While that’s a utopian pipe dream, we can thank our lucky stars that Apple exists - it would be a far poorer world without Apple leading the way.
It also goes to show that the Xiaomi’s of the world might know how to copy some of the flair of Apple’s keynote events, but they’re going to have to do a lot better than flashy presentations before they reach the heights of technology, life, the arts and the humanities that Apple delivers every single day.

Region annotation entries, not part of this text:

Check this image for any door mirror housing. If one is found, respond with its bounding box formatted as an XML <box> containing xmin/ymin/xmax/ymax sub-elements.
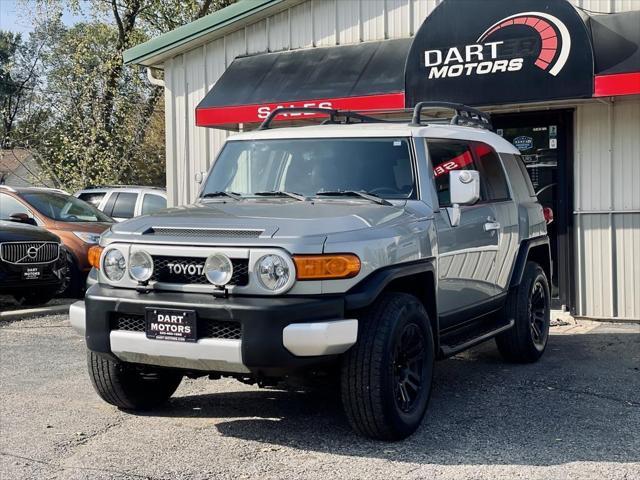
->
<box><xmin>449</xmin><ymin>170</ymin><xmax>480</xmax><ymax>227</ymax></box>
<box><xmin>9</xmin><ymin>213</ymin><xmax>38</xmax><ymax>226</ymax></box>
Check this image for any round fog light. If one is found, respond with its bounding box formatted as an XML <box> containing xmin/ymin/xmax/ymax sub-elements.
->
<box><xmin>129</xmin><ymin>250</ymin><xmax>153</xmax><ymax>282</ymax></box>
<box><xmin>204</xmin><ymin>253</ymin><xmax>233</xmax><ymax>287</ymax></box>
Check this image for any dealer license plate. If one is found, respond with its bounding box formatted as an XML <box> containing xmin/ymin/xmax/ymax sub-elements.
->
<box><xmin>22</xmin><ymin>267</ymin><xmax>42</xmax><ymax>280</ymax></box>
<box><xmin>145</xmin><ymin>307</ymin><xmax>198</xmax><ymax>342</ymax></box>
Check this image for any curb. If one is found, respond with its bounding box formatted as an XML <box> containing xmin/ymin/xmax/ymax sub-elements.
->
<box><xmin>0</xmin><ymin>304</ymin><xmax>70</xmax><ymax>322</ymax></box>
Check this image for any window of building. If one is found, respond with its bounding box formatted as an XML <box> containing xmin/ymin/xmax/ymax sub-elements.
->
<box><xmin>141</xmin><ymin>193</ymin><xmax>167</xmax><ymax>215</ymax></box>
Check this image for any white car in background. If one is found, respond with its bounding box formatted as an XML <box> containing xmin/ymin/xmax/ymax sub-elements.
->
<box><xmin>74</xmin><ymin>185</ymin><xmax>167</xmax><ymax>222</ymax></box>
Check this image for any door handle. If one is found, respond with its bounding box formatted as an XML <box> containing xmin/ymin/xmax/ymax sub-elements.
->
<box><xmin>484</xmin><ymin>217</ymin><xmax>500</xmax><ymax>232</ymax></box>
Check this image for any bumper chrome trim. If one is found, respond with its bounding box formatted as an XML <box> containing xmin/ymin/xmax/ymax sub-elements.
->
<box><xmin>69</xmin><ymin>300</ymin><xmax>87</xmax><ymax>336</ymax></box>
<box><xmin>282</xmin><ymin>320</ymin><xmax>358</xmax><ymax>357</ymax></box>
<box><xmin>109</xmin><ymin>331</ymin><xmax>249</xmax><ymax>373</ymax></box>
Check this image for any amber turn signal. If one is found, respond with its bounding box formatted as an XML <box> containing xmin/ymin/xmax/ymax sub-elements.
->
<box><xmin>87</xmin><ymin>245</ymin><xmax>104</xmax><ymax>270</ymax></box>
<box><xmin>293</xmin><ymin>253</ymin><xmax>360</xmax><ymax>280</ymax></box>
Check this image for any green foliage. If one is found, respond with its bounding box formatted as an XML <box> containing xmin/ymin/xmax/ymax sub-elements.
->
<box><xmin>0</xmin><ymin>0</ymin><xmax>232</xmax><ymax>191</ymax></box>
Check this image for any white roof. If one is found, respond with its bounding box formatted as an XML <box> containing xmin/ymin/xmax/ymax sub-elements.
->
<box><xmin>227</xmin><ymin>123</ymin><xmax>520</xmax><ymax>155</ymax></box>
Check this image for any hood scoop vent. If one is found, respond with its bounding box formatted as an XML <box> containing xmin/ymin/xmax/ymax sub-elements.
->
<box><xmin>144</xmin><ymin>227</ymin><xmax>264</xmax><ymax>238</ymax></box>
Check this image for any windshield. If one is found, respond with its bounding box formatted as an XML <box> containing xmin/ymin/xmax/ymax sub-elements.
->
<box><xmin>201</xmin><ymin>138</ymin><xmax>415</xmax><ymax>199</ymax></box>
<box><xmin>22</xmin><ymin>192</ymin><xmax>113</xmax><ymax>223</ymax></box>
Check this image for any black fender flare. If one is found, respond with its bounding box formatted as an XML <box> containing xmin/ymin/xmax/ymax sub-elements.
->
<box><xmin>509</xmin><ymin>235</ymin><xmax>553</xmax><ymax>288</ymax></box>
<box><xmin>345</xmin><ymin>257</ymin><xmax>437</xmax><ymax>310</ymax></box>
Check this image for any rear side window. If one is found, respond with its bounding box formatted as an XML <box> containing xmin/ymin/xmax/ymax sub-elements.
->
<box><xmin>0</xmin><ymin>193</ymin><xmax>31</xmax><ymax>220</ymax></box>
<box><xmin>473</xmin><ymin>142</ymin><xmax>509</xmax><ymax>202</ymax></box>
<box><xmin>141</xmin><ymin>193</ymin><xmax>167</xmax><ymax>215</ymax></box>
<box><xmin>78</xmin><ymin>192</ymin><xmax>105</xmax><ymax>207</ymax></box>
<box><xmin>427</xmin><ymin>140</ymin><xmax>509</xmax><ymax>207</ymax></box>
<box><xmin>513</xmin><ymin>155</ymin><xmax>536</xmax><ymax>197</ymax></box>
<box><xmin>111</xmin><ymin>193</ymin><xmax>138</xmax><ymax>218</ymax></box>
<box><xmin>427</xmin><ymin>140</ymin><xmax>475</xmax><ymax>207</ymax></box>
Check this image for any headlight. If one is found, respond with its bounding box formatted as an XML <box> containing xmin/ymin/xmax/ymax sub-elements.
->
<box><xmin>256</xmin><ymin>254</ymin><xmax>291</xmax><ymax>292</ymax></box>
<box><xmin>204</xmin><ymin>253</ymin><xmax>233</xmax><ymax>287</ymax></box>
<box><xmin>73</xmin><ymin>232</ymin><xmax>100</xmax><ymax>243</ymax></box>
<box><xmin>102</xmin><ymin>248</ymin><xmax>127</xmax><ymax>282</ymax></box>
<box><xmin>129</xmin><ymin>250</ymin><xmax>153</xmax><ymax>282</ymax></box>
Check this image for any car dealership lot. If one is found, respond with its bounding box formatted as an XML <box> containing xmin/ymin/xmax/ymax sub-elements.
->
<box><xmin>0</xmin><ymin>315</ymin><xmax>640</xmax><ymax>479</ymax></box>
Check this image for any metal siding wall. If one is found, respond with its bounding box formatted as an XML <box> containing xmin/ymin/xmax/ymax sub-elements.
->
<box><xmin>574</xmin><ymin>98</ymin><xmax>640</xmax><ymax>319</ymax></box>
<box><xmin>164</xmin><ymin>0</ymin><xmax>440</xmax><ymax>205</ymax></box>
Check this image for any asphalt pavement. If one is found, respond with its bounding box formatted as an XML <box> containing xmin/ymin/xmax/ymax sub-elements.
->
<box><xmin>0</xmin><ymin>315</ymin><xmax>640</xmax><ymax>480</ymax></box>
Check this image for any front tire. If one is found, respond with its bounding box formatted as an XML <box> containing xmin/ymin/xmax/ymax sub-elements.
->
<box><xmin>87</xmin><ymin>351</ymin><xmax>182</xmax><ymax>410</ymax></box>
<box><xmin>341</xmin><ymin>293</ymin><xmax>435</xmax><ymax>440</ymax></box>
<box><xmin>496</xmin><ymin>262</ymin><xmax>551</xmax><ymax>363</ymax></box>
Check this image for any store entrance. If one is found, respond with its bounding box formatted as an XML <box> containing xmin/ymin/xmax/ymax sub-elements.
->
<box><xmin>492</xmin><ymin>110</ymin><xmax>574</xmax><ymax>310</ymax></box>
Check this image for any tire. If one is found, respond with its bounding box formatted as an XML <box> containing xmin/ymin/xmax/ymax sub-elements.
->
<box><xmin>341</xmin><ymin>293</ymin><xmax>435</xmax><ymax>440</ymax></box>
<box><xmin>87</xmin><ymin>351</ymin><xmax>182</xmax><ymax>410</ymax></box>
<box><xmin>496</xmin><ymin>262</ymin><xmax>551</xmax><ymax>363</ymax></box>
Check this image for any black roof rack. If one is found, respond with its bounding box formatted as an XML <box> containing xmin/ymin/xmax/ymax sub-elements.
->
<box><xmin>258</xmin><ymin>107</ymin><xmax>388</xmax><ymax>130</ymax></box>
<box><xmin>411</xmin><ymin>102</ymin><xmax>493</xmax><ymax>130</ymax></box>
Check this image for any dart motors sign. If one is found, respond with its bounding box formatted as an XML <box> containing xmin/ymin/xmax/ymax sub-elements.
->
<box><xmin>405</xmin><ymin>0</ymin><xmax>593</xmax><ymax>107</ymax></box>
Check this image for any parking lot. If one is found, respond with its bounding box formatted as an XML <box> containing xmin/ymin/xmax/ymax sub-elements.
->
<box><xmin>0</xmin><ymin>315</ymin><xmax>640</xmax><ymax>480</ymax></box>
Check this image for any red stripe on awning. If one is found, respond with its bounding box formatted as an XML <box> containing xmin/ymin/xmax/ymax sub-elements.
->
<box><xmin>593</xmin><ymin>72</ymin><xmax>640</xmax><ymax>97</ymax></box>
<box><xmin>196</xmin><ymin>92</ymin><xmax>405</xmax><ymax>127</ymax></box>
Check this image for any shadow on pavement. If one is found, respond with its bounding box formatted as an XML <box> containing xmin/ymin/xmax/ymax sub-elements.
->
<box><xmin>146</xmin><ymin>333</ymin><xmax>640</xmax><ymax>466</ymax></box>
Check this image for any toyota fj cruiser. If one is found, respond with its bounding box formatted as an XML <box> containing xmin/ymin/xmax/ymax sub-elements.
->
<box><xmin>70</xmin><ymin>102</ymin><xmax>551</xmax><ymax>440</ymax></box>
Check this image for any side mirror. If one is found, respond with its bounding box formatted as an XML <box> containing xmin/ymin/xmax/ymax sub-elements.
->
<box><xmin>449</xmin><ymin>170</ymin><xmax>480</xmax><ymax>227</ymax></box>
<box><xmin>9</xmin><ymin>213</ymin><xmax>38</xmax><ymax>226</ymax></box>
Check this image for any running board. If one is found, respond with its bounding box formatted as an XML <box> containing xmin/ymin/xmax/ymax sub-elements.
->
<box><xmin>440</xmin><ymin>319</ymin><xmax>516</xmax><ymax>357</ymax></box>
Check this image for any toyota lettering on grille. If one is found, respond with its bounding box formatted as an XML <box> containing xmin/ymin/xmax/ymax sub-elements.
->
<box><xmin>167</xmin><ymin>263</ymin><xmax>204</xmax><ymax>275</ymax></box>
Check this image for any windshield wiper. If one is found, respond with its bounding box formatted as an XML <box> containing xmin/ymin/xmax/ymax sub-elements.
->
<box><xmin>316</xmin><ymin>190</ymin><xmax>393</xmax><ymax>206</ymax></box>
<box><xmin>201</xmin><ymin>190</ymin><xmax>242</xmax><ymax>200</ymax></box>
<box><xmin>254</xmin><ymin>190</ymin><xmax>309</xmax><ymax>202</ymax></box>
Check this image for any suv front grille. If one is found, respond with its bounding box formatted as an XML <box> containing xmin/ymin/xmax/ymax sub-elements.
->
<box><xmin>151</xmin><ymin>255</ymin><xmax>249</xmax><ymax>287</ymax></box>
<box><xmin>0</xmin><ymin>242</ymin><xmax>60</xmax><ymax>264</ymax></box>
<box><xmin>111</xmin><ymin>313</ymin><xmax>242</xmax><ymax>340</ymax></box>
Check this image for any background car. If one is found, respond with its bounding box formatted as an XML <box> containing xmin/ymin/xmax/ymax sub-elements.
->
<box><xmin>0</xmin><ymin>186</ymin><xmax>113</xmax><ymax>297</ymax></box>
<box><xmin>0</xmin><ymin>220</ymin><xmax>67</xmax><ymax>305</ymax></box>
<box><xmin>74</xmin><ymin>185</ymin><xmax>167</xmax><ymax>222</ymax></box>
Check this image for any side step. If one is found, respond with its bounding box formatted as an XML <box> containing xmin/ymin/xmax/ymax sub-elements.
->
<box><xmin>440</xmin><ymin>319</ymin><xmax>516</xmax><ymax>357</ymax></box>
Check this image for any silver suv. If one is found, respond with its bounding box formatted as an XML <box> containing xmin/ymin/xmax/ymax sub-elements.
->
<box><xmin>74</xmin><ymin>185</ymin><xmax>167</xmax><ymax>222</ymax></box>
<box><xmin>70</xmin><ymin>103</ymin><xmax>551</xmax><ymax>440</ymax></box>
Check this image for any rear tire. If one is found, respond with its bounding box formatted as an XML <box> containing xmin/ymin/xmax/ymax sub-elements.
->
<box><xmin>87</xmin><ymin>350</ymin><xmax>182</xmax><ymax>410</ymax></box>
<box><xmin>496</xmin><ymin>262</ymin><xmax>551</xmax><ymax>363</ymax></box>
<box><xmin>341</xmin><ymin>293</ymin><xmax>434</xmax><ymax>440</ymax></box>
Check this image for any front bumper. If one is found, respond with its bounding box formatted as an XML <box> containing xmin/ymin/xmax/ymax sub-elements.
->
<box><xmin>74</xmin><ymin>285</ymin><xmax>358</xmax><ymax>376</ymax></box>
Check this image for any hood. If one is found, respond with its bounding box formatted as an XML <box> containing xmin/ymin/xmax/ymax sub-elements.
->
<box><xmin>111</xmin><ymin>199</ymin><xmax>418</xmax><ymax>238</ymax></box>
<box><xmin>0</xmin><ymin>221</ymin><xmax>60</xmax><ymax>243</ymax></box>
<box><xmin>55</xmin><ymin>222</ymin><xmax>113</xmax><ymax>233</ymax></box>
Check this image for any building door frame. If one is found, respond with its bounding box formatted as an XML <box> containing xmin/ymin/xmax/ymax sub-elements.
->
<box><xmin>492</xmin><ymin>109</ymin><xmax>576</xmax><ymax>313</ymax></box>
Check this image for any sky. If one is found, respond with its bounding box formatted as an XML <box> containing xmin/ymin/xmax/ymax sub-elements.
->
<box><xmin>0</xmin><ymin>0</ymin><xmax>82</xmax><ymax>34</ymax></box>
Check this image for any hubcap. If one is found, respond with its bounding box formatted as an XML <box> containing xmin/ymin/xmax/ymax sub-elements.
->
<box><xmin>393</xmin><ymin>323</ymin><xmax>425</xmax><ymax>413</ymax></box>
<box><xmin>529</xmin><ymin>281</ymin><xmax>548</xmax><ymax>347</ymax></box>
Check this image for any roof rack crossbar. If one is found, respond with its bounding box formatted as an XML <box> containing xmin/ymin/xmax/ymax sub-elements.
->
<box><xmin>258</xmin><ymin>107</ymin><xmax>338</xmax><ymax>130</ymax></box>
<box><xmin>258</xmin><ymin>107</ymin><xmax>390</xmax><ymax>130</ymax></box>
<box><xmin>411</xmin><ymin>102</ymin><xmax>493</xmax><ymax>130</ymax></box>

Google might have talked about ‘force touch’ type technologies at its 2014 I/O keynote, which drew a ‘whoa’ from the audience, but that was just some concept nonsense that Google never delivered, just teased with.
Well, Apple has delivered it, and we can tell this technology will be available in the iPhone 6S and 6S Plus to come.
Sure, Apple made no mention of that happening in today’s keynote, and while nothing can be taken for granted, it seems inevitable - at least to me.
Look, there’s so much in the keynote and I just don’t have the time to cover it all. Please watch it. ‘Experience the keynote’, as Apple puts it.
It really is an experience, a trip into a wonderful and magical world of technological possibility that isn’t in concept stage, but is real.
Amazing stuff - and Apple promises that so much more is yet to come.
2015 will be amazing year, Apple Watch and gold coloured super-thin MacBooks are just the start!